Addressing Social Security

I read another article on the Social Security debacle yesterday. This one talks about protecting the income of people over a certain threshold. That’s nice, but let’s face it – many of us will never meet the threshold anyway. So what do we care?

What I don’t get is why people can’t see the truly big picture. Moving money into individual accounts may be a lovely PR move, and make for some wonderful sound bites, but it isn’t going to help anything in the long run. The reason is that the system wasn’t designed to work that way. It was designed as a safety net of sorts, not an investment system.

The inherent problem in Social Security is that it’s run by the government as a pay-as-you-go system. It’s not designed to build wealth, but rather to re-distribute it to those in need. As I pay in, someone else takes out. While most financial wisdom would have you deposit your money in your account and then take it out to spend, that is simply not the way that this system works.

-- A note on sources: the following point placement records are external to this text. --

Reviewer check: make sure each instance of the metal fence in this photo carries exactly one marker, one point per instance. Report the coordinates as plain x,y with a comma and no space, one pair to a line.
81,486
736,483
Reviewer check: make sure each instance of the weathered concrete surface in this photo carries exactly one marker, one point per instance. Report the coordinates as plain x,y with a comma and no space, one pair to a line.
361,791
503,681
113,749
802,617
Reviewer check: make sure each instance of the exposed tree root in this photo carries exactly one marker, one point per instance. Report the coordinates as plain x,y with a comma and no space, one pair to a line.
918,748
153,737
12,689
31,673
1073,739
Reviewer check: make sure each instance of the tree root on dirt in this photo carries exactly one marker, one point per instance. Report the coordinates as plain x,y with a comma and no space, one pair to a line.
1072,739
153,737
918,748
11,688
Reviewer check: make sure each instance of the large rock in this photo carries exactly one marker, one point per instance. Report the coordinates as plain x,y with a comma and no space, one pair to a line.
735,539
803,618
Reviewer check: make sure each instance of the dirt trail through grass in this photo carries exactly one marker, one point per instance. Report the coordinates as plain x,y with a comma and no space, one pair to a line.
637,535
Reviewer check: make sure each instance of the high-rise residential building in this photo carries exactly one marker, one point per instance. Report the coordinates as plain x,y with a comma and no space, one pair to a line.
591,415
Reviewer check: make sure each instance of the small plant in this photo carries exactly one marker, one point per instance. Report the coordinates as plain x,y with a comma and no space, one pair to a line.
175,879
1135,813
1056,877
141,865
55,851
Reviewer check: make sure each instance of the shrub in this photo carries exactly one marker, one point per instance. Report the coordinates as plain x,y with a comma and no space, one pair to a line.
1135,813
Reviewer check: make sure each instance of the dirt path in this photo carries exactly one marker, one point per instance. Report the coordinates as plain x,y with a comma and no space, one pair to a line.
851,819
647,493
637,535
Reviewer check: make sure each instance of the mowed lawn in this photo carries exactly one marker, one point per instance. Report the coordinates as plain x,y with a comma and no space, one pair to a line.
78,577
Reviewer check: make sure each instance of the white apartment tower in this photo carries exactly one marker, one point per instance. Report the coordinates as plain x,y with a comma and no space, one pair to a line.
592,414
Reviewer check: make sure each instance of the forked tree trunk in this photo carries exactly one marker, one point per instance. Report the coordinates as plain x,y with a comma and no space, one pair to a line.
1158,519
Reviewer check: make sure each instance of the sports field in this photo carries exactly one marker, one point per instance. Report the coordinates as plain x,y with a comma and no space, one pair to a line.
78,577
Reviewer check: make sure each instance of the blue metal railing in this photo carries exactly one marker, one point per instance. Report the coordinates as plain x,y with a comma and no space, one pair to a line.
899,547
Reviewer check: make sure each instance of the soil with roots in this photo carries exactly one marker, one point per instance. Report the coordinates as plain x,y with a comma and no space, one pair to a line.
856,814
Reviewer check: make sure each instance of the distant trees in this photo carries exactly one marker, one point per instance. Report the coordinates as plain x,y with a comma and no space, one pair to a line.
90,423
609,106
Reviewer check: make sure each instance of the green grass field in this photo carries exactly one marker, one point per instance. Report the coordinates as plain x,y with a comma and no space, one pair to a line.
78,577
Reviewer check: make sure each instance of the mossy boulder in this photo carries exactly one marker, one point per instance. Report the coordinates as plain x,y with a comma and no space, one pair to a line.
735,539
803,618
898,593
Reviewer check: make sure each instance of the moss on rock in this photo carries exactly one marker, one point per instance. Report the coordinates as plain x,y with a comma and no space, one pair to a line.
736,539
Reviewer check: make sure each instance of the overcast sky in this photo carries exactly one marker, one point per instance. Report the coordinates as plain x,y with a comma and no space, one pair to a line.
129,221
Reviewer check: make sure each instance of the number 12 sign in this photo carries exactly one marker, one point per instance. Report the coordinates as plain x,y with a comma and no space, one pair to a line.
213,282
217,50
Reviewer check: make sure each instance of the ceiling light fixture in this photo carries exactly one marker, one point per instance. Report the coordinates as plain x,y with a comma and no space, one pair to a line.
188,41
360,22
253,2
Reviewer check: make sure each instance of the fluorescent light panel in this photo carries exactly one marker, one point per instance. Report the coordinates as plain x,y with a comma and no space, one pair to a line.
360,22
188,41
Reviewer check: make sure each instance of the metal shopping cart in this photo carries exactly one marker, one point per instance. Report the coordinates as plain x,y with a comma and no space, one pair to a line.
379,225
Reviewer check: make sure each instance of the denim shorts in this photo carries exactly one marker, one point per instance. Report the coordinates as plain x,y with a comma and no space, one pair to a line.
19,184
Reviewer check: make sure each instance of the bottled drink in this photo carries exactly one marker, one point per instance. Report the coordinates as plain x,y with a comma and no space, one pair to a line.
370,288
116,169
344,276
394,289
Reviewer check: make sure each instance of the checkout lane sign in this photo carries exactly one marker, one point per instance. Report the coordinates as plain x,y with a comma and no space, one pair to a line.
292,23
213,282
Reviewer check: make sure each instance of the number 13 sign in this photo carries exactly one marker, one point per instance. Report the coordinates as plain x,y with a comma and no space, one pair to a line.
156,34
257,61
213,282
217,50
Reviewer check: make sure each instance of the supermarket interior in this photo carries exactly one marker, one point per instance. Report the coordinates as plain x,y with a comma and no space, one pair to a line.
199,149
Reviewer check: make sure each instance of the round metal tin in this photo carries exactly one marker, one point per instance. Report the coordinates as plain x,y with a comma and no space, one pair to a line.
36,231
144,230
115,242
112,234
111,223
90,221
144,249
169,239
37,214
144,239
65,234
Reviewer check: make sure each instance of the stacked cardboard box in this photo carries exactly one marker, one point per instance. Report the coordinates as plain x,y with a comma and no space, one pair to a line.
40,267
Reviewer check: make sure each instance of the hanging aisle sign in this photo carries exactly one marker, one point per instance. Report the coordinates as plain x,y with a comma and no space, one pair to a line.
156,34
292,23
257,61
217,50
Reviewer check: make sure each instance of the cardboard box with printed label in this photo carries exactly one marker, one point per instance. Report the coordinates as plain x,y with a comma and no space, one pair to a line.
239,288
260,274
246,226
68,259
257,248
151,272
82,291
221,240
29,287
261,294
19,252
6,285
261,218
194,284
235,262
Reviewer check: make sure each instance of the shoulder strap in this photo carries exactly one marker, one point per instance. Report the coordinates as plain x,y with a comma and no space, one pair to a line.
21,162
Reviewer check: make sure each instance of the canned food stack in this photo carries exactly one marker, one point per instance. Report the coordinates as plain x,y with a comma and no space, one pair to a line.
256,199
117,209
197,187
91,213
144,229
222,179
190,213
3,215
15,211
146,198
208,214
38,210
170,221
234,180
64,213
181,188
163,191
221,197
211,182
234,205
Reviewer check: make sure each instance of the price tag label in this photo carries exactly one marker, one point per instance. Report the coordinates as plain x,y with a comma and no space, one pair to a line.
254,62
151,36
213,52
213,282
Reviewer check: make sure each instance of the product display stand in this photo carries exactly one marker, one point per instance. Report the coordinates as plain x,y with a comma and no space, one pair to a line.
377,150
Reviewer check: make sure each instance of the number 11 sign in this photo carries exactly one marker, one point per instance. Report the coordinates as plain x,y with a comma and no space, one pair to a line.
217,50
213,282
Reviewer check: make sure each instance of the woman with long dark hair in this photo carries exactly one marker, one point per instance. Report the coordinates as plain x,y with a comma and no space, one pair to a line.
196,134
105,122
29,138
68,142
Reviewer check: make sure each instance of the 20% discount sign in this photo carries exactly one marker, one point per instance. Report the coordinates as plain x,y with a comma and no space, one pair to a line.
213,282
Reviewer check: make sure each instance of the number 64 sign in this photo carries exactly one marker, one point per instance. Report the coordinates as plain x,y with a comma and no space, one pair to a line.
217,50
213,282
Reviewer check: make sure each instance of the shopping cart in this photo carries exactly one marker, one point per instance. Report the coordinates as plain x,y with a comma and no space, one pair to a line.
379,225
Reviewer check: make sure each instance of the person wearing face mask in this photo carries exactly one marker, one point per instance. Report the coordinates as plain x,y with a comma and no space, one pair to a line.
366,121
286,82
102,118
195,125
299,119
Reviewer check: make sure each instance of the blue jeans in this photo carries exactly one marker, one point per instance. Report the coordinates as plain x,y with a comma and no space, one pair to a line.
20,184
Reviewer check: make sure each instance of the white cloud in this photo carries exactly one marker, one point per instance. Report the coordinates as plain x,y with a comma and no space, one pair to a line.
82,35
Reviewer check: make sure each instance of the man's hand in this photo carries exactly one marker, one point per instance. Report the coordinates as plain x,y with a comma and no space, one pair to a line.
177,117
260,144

As such, I am not completely sure where I stand on it. I hate paying money for an “investment” that, in all likelihood, will be at least severely diminished when the time comes for me to draw on it. But as I mentioned, this is not an investment. It’s a security net for those who can’t, or don’t, save for themselves. And because of that, I have some sympathy.

I still don’t have sympathy for people who choose to ignore their responsibilities, but I can understand the system more from that angle than from looking at it as an invesmtent. The problem is still that the government probably isn’t the best choice to run such a system. There is simply no need to have the government involved in every aspect of our lives.

And even if they should choose some wonderfully “safe” vehicles for these individual accounts, what happens if they don’t quite work out? Oops. Back in the same system we have now. Perhaps worse. Namely, that we pay in money, which is then spent by another area of the government. In turn, that other area gives the Social Security Administration IOUs in the form of Treasury investments, to be paid back at a later date (ie, when people retire and draw on the funds).

Does anyone see the problem? The problem is that money is coming in, then being spent, then coming magically from another area to cover the promises of the Social Security program. It’s like a giant Ponzi scheme. So long as more and more people are paying in, then those cashing out are able to get their benefits. But what happens when the payers start dropping in comparison to the payees? You have a serious money problem.

I don’t think the solution is to invent another method of dealing with the current program. The solution is to scrap the program we have and build something different, because this plan doesn’t work, no matter how you tinker with it. And while we’re at it, perhaps we could scrap the tax code as well and replace it with something much simpler.

Of course, both prospects ride on the government shirinking to perform more efficiently. It’s probably unlikely that that will happen anytime in the near future. It’s like a cancer that just grows and grows and grows. One day, I hope everyone will see what a mess it has become and realize that change is needed. Hopefully that will happen soon.